When you tried to turn
into our meager many-world
I felt myself at your side
trying to turn you back
to face the sea. My sea.
You won’t remember this
until it says so. Words
work that way. Your body
remembers for you.

6.
Still heard nothing.
Bird seed a-plenty on the lawn,
on the branch. Wait.
I’m used to waiting.
What else is time for?

7.
Let me be precise.
We stand in the forest
and think about the sea
out loud in words still green
or starting to turn gold.
Old. We are one thing
and want another.
                                         How dare
people lean to swim—
it amazes me still,
as if codfish came out
and shouted sermons on the sand.
But you know best,
some people have naiad in them
while I’m still trying to learn
how live in air.
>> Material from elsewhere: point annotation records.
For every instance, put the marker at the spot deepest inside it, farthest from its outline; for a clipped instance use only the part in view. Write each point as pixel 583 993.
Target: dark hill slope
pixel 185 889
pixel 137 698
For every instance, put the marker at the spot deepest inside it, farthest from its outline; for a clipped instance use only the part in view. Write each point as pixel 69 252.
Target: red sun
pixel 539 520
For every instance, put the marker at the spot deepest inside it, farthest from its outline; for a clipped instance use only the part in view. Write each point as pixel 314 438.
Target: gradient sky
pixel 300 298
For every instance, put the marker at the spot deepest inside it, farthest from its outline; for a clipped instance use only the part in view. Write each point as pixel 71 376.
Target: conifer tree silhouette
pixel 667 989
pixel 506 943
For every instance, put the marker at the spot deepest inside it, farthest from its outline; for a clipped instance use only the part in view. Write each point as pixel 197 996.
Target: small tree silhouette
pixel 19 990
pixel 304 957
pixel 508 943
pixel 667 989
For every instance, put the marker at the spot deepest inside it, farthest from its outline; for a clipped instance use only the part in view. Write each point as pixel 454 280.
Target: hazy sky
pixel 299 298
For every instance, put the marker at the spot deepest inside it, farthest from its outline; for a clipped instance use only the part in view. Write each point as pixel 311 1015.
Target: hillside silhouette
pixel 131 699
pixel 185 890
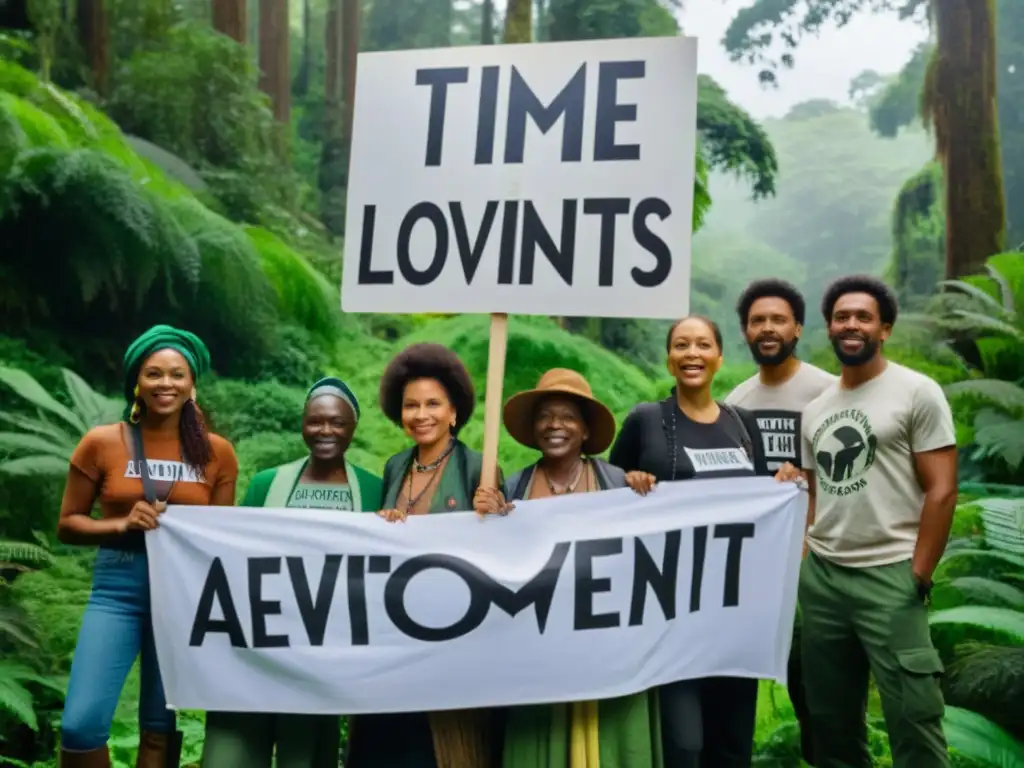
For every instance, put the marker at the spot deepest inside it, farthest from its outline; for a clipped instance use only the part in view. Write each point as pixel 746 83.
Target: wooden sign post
pixel 493 403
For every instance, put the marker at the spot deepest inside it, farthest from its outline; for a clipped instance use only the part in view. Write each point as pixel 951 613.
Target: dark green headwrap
pixel 331 385
pixel 163 337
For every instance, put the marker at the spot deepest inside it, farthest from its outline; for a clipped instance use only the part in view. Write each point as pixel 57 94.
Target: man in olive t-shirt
pixel 771 315
pixel 880 452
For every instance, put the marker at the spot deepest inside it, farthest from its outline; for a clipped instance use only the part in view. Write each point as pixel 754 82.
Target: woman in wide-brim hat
pixel 562 419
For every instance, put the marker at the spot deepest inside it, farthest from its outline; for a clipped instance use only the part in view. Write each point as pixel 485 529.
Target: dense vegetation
pixel 154 182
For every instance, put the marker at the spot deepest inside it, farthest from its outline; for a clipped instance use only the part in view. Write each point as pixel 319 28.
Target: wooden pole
pixel 493 403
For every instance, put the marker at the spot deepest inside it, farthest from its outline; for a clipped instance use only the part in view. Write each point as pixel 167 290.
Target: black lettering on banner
pixel 438 80
pixel 506 259
pixel 357 620
pixel 260 608
pixel 216 588
pixel 587 586
pixel 486 112
pixel 314 612
pixel 535 233
pixel 369 275
pixel 523 102
pixel 651 243
pixel 436 217
pixel 607 209
pixel 662 581
pixel 483 591
pixel 609 112
pixel 699 553
pixel 735 532
pixel 471 255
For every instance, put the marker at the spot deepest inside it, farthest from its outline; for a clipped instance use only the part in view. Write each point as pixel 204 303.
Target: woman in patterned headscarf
pixel 160 454
pixel 323 479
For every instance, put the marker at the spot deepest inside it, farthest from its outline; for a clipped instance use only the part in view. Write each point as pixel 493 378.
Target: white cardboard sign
pixel 552 178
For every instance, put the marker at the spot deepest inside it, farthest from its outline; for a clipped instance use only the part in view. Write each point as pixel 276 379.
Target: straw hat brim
pixel 518 418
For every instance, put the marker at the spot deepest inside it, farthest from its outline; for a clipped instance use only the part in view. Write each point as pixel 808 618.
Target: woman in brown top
pixel 183 464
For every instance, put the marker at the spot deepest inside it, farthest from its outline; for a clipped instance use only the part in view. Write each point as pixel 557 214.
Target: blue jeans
pixel 116 628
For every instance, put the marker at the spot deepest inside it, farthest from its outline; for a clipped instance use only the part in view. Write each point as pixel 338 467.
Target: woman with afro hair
pixel 427 391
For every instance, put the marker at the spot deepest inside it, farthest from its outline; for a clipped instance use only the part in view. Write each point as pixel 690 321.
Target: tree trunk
pixel 333 172
pixel 93 31
pixel 487 23
pixel 350 53
pixel 301 85
pixel 518 22
pixel 229 18
pixel 960 101
pixel 273 79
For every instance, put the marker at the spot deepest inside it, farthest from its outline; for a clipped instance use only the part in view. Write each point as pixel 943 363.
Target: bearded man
pixel 771 315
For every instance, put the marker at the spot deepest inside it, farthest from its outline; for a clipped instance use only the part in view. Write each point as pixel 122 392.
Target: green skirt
pixel 629 733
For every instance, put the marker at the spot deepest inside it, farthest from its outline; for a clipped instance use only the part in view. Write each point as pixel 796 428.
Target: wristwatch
pixel 924 590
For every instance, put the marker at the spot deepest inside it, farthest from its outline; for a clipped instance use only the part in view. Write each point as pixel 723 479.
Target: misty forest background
pixel 185 161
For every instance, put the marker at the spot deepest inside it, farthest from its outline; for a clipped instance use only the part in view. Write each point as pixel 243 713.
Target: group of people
pixel 875 445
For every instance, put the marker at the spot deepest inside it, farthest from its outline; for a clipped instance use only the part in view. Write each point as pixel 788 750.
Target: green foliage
pixel 982 311
pixel 120 235
pixel 830 212
pixel 42 443
pixel 756 30
pixel 196 95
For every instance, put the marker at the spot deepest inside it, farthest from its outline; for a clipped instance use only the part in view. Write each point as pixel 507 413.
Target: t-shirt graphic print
pixel 712 461
pixel 162 471
pixel 777 410
pixel 844 448
pixel 860 443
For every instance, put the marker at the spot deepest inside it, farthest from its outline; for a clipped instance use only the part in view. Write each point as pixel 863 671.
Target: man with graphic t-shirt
pixel 880 454
pixel 771 314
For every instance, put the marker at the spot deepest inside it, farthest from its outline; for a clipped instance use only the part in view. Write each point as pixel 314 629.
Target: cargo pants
pixel 860 622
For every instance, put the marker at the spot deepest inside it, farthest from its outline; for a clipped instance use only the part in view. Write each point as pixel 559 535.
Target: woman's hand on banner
pixel 393 515
pixel 788 473
pixel 142 516
pixel 491 502
pixel 641 482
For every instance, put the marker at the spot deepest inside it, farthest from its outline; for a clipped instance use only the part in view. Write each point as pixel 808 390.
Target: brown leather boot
pixel 159 750
pixel 93 759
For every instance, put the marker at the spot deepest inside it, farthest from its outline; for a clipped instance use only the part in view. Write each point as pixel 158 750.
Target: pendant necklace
pixel 571 486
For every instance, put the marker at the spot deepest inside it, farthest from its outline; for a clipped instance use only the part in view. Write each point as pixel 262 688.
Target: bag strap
pixel 148 491
pixel 744 434
pixel 143 466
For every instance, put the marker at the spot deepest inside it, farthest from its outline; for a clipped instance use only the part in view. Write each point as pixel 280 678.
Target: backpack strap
pixel 143 467
pixel 744 434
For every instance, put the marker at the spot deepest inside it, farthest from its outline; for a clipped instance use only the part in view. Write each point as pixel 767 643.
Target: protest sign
pixel 580 597
pixel 554 178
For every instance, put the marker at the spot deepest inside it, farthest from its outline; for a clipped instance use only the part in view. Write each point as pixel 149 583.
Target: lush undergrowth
pixel 100 243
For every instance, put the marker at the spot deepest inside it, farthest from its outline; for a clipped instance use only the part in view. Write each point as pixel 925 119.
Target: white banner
pixel 518 178
pixel 579 597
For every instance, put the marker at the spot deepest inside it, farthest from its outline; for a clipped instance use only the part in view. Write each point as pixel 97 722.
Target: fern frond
pixel 999 436
pixel 1003 394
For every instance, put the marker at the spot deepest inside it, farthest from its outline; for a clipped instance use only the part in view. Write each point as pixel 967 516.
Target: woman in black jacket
pixel 689 435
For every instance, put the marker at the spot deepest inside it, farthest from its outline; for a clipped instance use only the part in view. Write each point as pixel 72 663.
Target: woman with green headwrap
pixel 160 454
pixel 324 479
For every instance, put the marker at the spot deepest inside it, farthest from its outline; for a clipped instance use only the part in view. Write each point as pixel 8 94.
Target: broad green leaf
pixel 976 293
pixel 35 466
pixel 39 426
pixel 989 592
pixel 1006 394
pixel 18 442
pixel 1006 557
pixel 30 389
pixel 979 738
pixel 1005 621
pixel 14 697
pixel 93 408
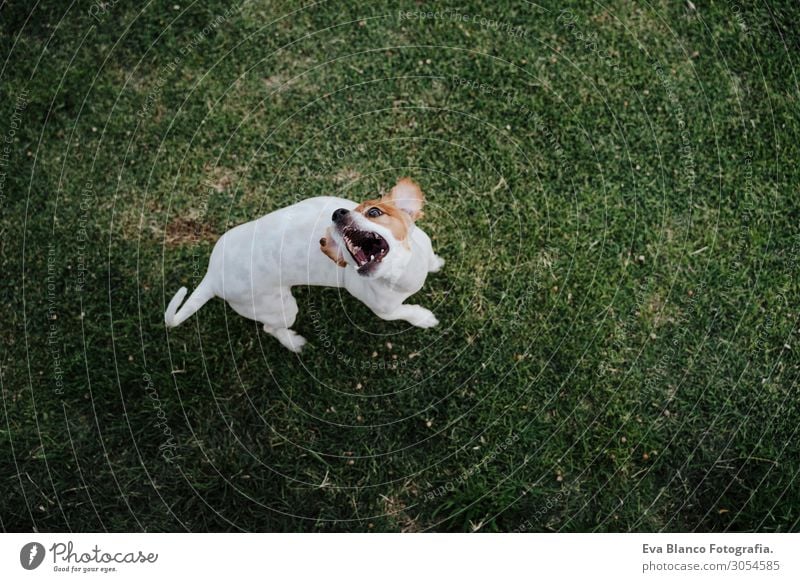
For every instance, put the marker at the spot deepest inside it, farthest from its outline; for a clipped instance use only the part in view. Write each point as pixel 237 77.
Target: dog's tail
pixel 174 316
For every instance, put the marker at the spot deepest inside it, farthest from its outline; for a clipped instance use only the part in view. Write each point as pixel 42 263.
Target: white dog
pixel 373 249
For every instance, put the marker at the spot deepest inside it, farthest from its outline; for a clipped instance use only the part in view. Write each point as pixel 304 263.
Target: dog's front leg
pixel 414 314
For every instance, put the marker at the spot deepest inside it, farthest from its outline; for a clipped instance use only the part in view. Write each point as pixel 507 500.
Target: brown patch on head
pixel 331 249
pixel 398 209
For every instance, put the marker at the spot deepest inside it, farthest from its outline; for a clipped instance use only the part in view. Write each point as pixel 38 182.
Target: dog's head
pixel 374 237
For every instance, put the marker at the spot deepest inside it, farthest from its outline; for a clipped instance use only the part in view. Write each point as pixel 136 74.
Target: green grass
pixel 615 192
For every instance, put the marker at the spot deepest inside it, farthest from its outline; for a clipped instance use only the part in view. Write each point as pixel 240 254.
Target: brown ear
pixel 407 196
pixel 328 246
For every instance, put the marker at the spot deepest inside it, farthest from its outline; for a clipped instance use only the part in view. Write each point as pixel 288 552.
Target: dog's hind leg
pixel 279 316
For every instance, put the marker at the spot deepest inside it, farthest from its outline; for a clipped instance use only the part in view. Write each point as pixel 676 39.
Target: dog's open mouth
pixel 367 248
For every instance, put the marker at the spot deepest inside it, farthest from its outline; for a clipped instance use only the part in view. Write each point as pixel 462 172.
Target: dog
pixel 373 249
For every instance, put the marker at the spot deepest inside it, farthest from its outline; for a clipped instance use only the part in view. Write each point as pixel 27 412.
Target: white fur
pixel 254 266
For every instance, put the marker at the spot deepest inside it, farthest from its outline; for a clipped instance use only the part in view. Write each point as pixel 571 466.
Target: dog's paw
pixel 423 318
pixel 296 342
pixel 290 339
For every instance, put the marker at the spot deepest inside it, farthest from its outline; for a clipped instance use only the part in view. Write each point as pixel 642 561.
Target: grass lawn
pixel 614 188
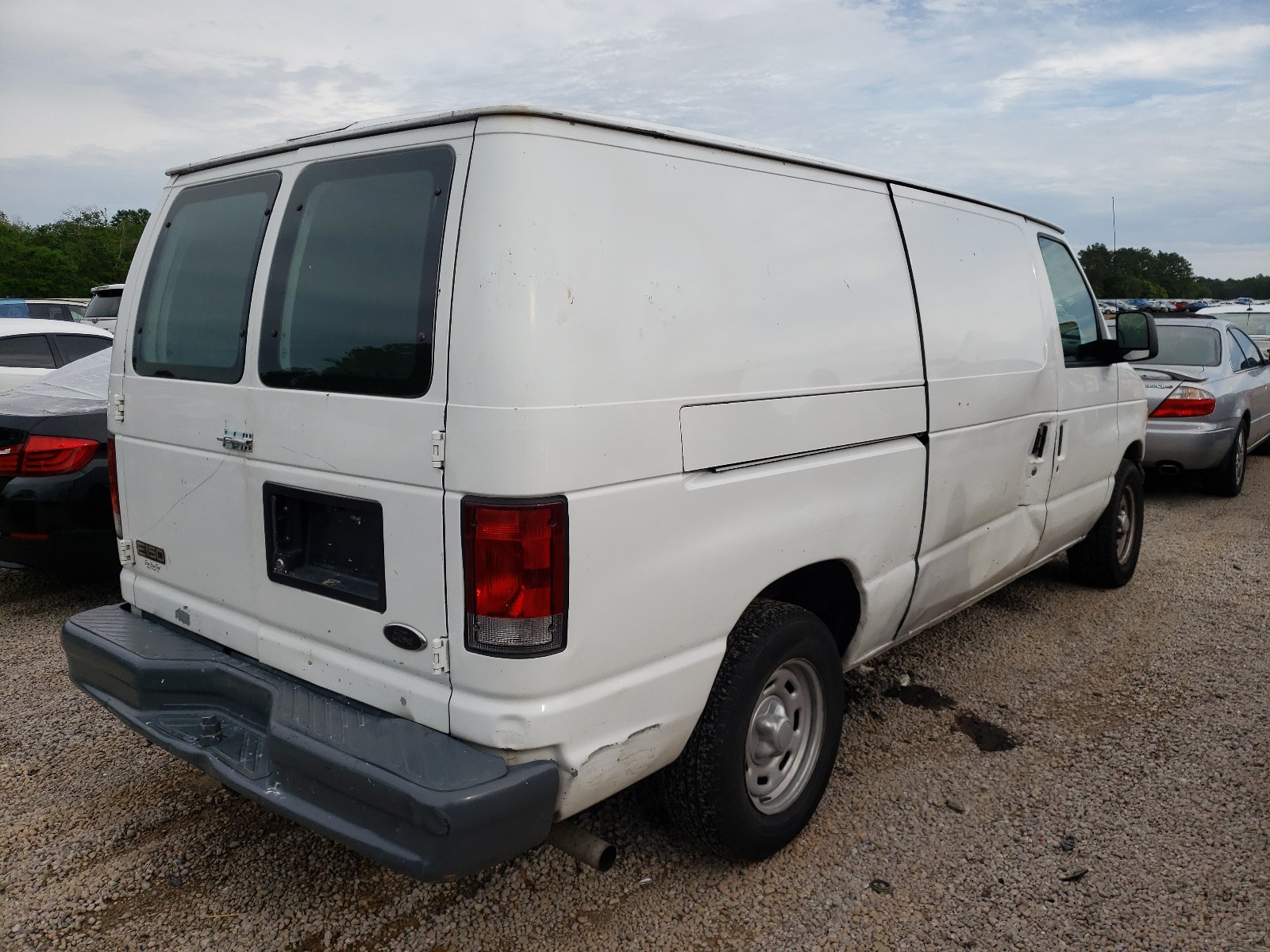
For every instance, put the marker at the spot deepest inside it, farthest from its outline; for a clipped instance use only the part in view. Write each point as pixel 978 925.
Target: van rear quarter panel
pixel 603 283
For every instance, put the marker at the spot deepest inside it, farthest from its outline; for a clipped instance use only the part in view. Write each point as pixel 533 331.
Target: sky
pixel 1053 107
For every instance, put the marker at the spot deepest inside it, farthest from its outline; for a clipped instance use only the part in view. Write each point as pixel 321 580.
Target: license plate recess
pixel 329 545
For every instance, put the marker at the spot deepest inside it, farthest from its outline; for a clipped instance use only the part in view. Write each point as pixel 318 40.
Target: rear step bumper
pixel 410 797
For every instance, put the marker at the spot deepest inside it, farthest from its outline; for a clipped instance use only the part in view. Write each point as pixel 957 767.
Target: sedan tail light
pixel 1187 401
pixel 48 456
pixel 114 470
pixel 514 577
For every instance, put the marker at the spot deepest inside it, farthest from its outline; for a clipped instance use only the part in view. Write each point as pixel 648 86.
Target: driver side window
pixel 1077 314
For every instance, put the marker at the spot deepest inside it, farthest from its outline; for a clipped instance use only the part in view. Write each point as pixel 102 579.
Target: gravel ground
pixel 1130 812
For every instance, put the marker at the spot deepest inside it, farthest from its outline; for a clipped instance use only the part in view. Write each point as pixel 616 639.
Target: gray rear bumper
pixel 1193 444
pixel 410 797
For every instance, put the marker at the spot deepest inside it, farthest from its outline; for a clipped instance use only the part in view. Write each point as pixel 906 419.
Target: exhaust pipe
pixel 582 846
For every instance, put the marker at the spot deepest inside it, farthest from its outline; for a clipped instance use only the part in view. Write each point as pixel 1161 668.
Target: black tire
pixel 1227 479
pixel 708 789
pixel 1108 556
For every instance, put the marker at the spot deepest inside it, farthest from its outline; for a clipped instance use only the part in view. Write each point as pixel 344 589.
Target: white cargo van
pixel 474 466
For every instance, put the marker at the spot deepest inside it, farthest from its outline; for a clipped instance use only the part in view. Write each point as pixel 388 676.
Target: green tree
pixel 69 257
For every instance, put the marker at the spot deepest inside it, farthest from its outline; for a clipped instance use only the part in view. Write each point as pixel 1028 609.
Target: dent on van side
pixel 503 459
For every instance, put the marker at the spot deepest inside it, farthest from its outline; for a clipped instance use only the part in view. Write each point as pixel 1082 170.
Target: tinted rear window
pixel 1187 347
pixel 105 305
pixel 192 317
pixel 353 289
pixel 29 351
pixel 48 313
pixel 78 346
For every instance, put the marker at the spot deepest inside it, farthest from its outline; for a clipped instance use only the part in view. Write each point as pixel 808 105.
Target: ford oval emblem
pixel 403 638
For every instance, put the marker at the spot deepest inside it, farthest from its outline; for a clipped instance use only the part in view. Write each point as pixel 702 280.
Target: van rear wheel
pixel 1108 556
pixel 762 752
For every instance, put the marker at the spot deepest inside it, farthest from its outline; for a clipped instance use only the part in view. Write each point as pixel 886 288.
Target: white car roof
pixel 13 327
pixel 395 124
pixel 1233 309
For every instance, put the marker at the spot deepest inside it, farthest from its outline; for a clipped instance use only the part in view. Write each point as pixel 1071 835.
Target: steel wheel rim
pixel 1126 524
pixel 785 736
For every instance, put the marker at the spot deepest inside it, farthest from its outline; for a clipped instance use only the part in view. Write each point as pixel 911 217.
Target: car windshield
pixel 105 305
pixel 1187 347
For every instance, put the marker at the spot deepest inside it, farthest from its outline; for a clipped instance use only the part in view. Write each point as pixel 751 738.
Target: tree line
pixel 1140 272
pixel 87 248
pixel 83 249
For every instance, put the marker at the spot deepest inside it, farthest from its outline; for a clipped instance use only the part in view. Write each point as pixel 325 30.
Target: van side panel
pixel 620 272
pixel 606 286
pixel 992 387
pixel 660 573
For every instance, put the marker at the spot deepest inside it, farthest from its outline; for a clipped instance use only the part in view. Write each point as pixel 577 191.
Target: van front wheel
pixel 1108 556
pixel 761 755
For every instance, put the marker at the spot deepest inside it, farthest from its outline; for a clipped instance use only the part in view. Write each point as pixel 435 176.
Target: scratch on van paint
pixel 183 498
pixel 618 744
pixel 300 452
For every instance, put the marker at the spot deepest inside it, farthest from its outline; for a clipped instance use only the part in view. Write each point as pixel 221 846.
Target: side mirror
pixel 1136 336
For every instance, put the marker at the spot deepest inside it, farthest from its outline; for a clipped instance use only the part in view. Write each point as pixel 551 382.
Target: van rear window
pixel 192 317
pixel 352 296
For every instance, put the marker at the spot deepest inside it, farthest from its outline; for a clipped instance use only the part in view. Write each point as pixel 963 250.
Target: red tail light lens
pixel 1187 401
pixel 114 469
pixel 10 459
pixel 56 456
pixel 514 577
pixel 48 456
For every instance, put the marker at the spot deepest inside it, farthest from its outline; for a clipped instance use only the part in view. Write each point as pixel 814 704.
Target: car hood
pixel 78 387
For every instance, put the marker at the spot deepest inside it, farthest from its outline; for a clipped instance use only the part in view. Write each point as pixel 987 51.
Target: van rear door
pixel 276 456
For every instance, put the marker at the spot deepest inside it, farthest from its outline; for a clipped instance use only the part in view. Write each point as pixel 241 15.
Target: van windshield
pixel 352 296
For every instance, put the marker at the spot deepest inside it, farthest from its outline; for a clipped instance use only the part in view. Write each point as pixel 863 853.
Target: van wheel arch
pixel 829 590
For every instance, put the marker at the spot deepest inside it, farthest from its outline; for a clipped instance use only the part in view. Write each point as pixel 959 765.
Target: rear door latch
pixel 440 649
pixel 233 440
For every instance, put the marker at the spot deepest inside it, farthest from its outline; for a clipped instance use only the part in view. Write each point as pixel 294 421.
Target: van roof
pixel 395 124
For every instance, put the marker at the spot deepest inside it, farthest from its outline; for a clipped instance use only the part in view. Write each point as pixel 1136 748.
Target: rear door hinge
pixel 440 649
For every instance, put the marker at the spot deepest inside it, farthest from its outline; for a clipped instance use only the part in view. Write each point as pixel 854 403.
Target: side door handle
pixel 1039 443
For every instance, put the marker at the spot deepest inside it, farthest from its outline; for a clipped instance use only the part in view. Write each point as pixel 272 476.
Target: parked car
pixel 32 348
pixel 46 309
pixel 689 461
pixel 1253 321
pixel 103 310
pixel 1208 393
pixel 55 490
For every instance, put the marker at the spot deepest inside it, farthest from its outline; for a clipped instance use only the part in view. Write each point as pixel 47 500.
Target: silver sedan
pixel 1208 399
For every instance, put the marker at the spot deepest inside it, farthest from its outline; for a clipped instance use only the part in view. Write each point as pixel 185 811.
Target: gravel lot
pixel 1142 740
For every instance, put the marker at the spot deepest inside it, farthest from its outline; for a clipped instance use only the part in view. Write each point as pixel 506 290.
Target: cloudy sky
pixel 1048 106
All this
is the mystery of breath.

8.
I think I’m starting to hear
something, a thin sound like a letter
slipping into the mailbox.
Slim sound. Sly sound.
Soft as the sky and now gone,
silence again.
When you get a chance
go to the museum, a big one,
and listen to the colors on the wall,
they call them paintings but so what,
they’re colors for us, and tell us
what they think we ought to know.
The way I know so much about you
and you know about me
though you don’t know you know.
Stand in the gallery
and read one color at a time
all around the walls,
una alla volta, don’t they say,
one thing at a time, one word
until the next color speaks.
Forget the images—an image
is just a sudden hand
on your shoulder, soft
finger on the nape of your neck.

9.
And that’s where all our travel brings us,
a place where we can make up
another person’s memories

and give them back, a place
where colors shimmer and swimmers
shiver as they come up for air,

a place where cities even
stretch out their arms to the sea,
houses are romantic by nature,

architecture is two-thirds sentiment,
we know so much about each other,
so I keep telling you more and more.